Das Attentat inspirierte den französischen Regisseur Gérard Oury 1980 zu dem Film Die Regenschirmmörder (Le coup du parapluie) mit Pierre Richard und Gert Fröbe. Es spielte auch in den Folgen Unter die Haut und Die Show geht weiter der Fernsehserie Der letzte Zeuge eine Rolle. Des Weiteren werden in der Folge Regel Nummer 10 der Serie Navy CIS zwei fiktive Personen, eine Reporterin und ein Navy-Offizier, durch eine mit Rizin gefüllte Platin-Iridium-Kugel ermordet, die unter die Haut injiziert wurde. 2013 erschien ein deutscher Dokumentarfilm unter dem Titel Zum Schweigen gebracht – Georgi Markov und der Regenschirm-Mord, der auf Arte lief.[13]
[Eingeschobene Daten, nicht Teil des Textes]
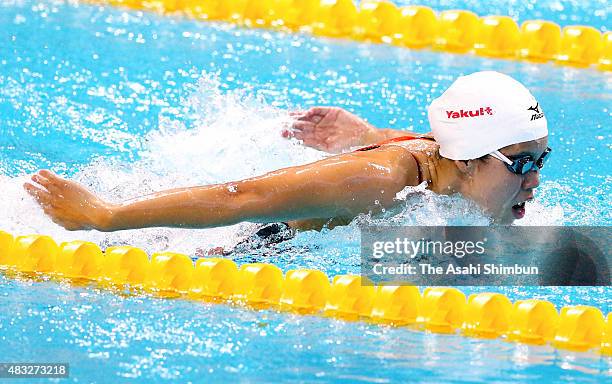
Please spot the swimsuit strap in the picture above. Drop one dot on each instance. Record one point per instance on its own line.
(393, 140)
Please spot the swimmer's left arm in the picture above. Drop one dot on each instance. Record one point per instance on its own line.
(340, 186)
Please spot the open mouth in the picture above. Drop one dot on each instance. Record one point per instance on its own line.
(518, 210)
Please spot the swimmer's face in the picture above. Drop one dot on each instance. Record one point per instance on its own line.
(500, 192)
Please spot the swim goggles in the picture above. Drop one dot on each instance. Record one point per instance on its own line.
(524, 164)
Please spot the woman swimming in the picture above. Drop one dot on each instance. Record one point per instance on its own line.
(490, 142)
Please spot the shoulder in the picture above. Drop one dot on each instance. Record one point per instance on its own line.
(397, 158)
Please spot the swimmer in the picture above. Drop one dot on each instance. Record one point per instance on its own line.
(488, 143)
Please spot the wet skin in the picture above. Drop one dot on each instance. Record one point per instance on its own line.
(340, 187)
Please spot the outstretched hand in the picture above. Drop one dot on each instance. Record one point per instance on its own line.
(68, 203)
(330, 129)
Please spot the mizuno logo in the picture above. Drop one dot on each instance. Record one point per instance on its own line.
(536, 109)
(469, 113)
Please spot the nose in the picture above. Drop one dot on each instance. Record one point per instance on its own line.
(532, 179)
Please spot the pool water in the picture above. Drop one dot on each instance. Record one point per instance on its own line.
(129, 103)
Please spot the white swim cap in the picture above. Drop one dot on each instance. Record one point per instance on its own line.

Der 2015 erschienene Roman Und der Duft nach Weiß von Stefanie Gregg enthält einen Handlungsstrang, der die Planung und Durchführung des Regenschirmattentats auf den bulgarischen Schriftsteller Georgi Markow beschreibt. Die Autorin schreibt auch die neuesten Entwicklungen in dem Fall fort, bis hin zum Auffinden eines mutmaßlichen Mittäters 2012 in Österreich.